Pinch, pull, twist. Pinch, pull, twist.
It sounds like the world’s strangest football chant. Or maybe a post-Thanksgiving exercise routine. (“And PULL and TWIST … c’mon, burn off that stuffing!”) Both wrong, although the second one’s close.
Namely, this was the welcoming ceremony for our new Christmas tree. An exercise in focus, patience and tedium second only to being a Colorado Rockies fan.
Perhaps I should explain.
I’ve been part of the Fake Tree Faction since childhood, when my folks decided that cleaning up pine needles (and dealing with pets who found the ones they missed) was not how they wanted to spend a significant fraction of December and January. The plastic pine they purchased – say THAT five times fast! – became part of family legend. That was partly because it also became a family journal, with each of us writing a short note about the year gone by as we unpacked the tree each winter.
So when Heather and I struck out on our own, a false fir was de rigueur. For a while, it became a pre-lit tree, with the noble intention of saving our none-too-good spinal columns from having to twist a strand of lights from top to bottom. But of course, a pre-lit tree has its own distinct evolutionary pattern:
- Stage 1: “Oh, how beautiful!”
- Stage 2: “Honey, I think some of the lights are out.”
- Stage 3: “Honey! I think some of the lights are actually ON!”
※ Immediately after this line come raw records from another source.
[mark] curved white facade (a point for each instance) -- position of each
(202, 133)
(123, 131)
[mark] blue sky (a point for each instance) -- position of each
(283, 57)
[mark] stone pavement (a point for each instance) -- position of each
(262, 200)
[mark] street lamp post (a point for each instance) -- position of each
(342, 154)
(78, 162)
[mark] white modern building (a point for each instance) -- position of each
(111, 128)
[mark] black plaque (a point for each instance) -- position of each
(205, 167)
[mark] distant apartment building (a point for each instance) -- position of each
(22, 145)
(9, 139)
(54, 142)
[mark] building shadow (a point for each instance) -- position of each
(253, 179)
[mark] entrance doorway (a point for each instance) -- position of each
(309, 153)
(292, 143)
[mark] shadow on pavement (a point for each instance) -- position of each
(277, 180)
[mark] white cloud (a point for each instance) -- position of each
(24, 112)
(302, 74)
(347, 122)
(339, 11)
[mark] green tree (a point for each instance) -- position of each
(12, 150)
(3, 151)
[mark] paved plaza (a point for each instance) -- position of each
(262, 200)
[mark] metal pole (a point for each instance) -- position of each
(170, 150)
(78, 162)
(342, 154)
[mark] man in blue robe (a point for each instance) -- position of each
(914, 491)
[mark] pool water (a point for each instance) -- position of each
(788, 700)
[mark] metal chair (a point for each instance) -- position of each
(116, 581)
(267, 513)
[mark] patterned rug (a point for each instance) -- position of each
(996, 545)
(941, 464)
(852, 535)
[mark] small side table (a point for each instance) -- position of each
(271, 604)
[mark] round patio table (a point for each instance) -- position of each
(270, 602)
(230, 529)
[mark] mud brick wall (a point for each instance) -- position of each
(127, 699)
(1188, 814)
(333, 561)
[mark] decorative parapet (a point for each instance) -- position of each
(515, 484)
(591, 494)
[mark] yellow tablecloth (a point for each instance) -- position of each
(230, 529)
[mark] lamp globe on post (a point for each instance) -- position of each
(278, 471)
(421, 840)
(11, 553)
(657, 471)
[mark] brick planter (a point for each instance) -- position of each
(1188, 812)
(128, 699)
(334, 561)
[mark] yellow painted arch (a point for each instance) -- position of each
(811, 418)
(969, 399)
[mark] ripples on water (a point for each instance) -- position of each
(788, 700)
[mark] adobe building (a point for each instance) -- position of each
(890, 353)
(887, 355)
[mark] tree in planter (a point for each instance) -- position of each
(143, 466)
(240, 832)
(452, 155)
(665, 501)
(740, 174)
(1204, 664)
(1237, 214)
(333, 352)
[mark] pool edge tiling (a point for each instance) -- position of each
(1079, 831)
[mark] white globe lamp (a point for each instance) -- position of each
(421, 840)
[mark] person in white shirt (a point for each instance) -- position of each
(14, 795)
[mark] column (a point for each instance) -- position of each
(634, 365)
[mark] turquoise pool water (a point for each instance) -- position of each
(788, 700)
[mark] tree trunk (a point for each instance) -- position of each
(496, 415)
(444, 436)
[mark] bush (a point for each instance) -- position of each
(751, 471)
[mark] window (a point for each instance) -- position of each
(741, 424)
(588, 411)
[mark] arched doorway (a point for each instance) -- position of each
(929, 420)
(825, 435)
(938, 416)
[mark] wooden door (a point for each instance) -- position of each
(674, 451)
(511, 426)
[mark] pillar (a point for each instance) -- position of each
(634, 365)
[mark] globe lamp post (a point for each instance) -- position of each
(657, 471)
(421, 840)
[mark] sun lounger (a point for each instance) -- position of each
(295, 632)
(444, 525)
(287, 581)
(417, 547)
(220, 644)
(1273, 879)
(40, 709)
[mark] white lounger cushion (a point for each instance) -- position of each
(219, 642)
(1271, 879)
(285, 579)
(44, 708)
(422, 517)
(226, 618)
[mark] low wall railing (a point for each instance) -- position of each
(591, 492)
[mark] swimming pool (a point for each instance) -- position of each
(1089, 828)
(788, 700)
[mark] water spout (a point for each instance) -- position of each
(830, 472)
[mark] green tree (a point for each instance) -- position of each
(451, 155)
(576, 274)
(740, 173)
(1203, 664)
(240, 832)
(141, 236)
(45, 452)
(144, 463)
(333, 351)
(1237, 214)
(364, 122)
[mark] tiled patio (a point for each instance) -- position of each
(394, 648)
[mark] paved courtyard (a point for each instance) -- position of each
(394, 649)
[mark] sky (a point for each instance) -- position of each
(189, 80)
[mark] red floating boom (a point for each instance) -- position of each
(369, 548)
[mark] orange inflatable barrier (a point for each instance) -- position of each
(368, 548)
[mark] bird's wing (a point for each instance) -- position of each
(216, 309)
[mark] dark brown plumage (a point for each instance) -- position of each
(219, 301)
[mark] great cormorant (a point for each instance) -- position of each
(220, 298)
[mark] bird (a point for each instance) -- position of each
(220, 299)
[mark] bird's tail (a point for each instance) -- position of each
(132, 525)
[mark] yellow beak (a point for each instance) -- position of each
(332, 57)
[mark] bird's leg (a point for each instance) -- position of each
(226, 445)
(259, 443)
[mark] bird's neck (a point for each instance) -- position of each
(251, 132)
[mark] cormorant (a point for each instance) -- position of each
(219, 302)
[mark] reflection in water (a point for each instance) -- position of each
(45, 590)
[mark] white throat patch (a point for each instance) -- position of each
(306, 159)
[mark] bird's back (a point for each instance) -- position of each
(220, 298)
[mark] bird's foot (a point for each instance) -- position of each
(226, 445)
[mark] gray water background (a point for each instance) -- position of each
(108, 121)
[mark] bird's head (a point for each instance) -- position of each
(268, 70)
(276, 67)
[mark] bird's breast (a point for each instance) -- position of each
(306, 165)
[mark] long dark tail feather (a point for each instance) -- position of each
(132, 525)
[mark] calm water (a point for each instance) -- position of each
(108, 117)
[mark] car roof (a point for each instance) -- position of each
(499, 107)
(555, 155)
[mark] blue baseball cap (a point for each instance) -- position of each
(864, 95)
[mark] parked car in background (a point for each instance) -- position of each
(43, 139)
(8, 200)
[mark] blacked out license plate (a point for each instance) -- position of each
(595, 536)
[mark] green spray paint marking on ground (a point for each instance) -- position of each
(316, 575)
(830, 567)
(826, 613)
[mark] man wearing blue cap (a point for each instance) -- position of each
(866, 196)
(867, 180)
After dealing with too many Stage 3 situations, we surrendered and bought an unlit pine this year. One that came with a warning that we’d need to spend some setup time to make it look right.
Boy, were they NOT kidding.
The branches on each level looked like sheaves of wheat or maybe rolled-up newspapers, tightly bunched around a central limb. Transforming it from “greenish hat-rack” to “fully-formed pine” would require shaping each branch – namely, by pinching the tip of a smaller sub-branch, pulling it free of the mass and then twisting it in the direction you wanted it to go.
Pinch, pull, twist. Over and over. For at least 20 to 30 minutes that felt like an entire presidential administration.
Remember what I said about preventing back pain? Don’t.
As so often happens, the result was worth the effort. When fully fluffed out, the tree stood tall and proud, a sentinel of the season. Especially that part of it called hope.
We use that word a lot this time of year without really thinking about what it needs. It’s not the magical expectation that a tree will leap to life from the box as soon as you cut the tape free. It’s knowing where you want to be and then putting in the effort to get there, no matter how frustrating or difficult it may become.
Hope starts with a vision. But it doesn’t end there. Real hope stays for the long haul, motivating and pushing until you cross the finish line. It’s the knowledge that “You can do this!”, not the illusion that “This will be easy to do!”
This season of the year is often about a culmination of hope, a promise that after a long darkness, light still comes. The waiting and endurance are still real. But so is the glimmer that waits at the end, shining in darkened streets.
Remember that. Hold on. Keep the vision alive and work to make it real.
And if your vision includes a simpler way to shape a plastic pine, I’ll be sending you an invitation to visit for the holidays next year.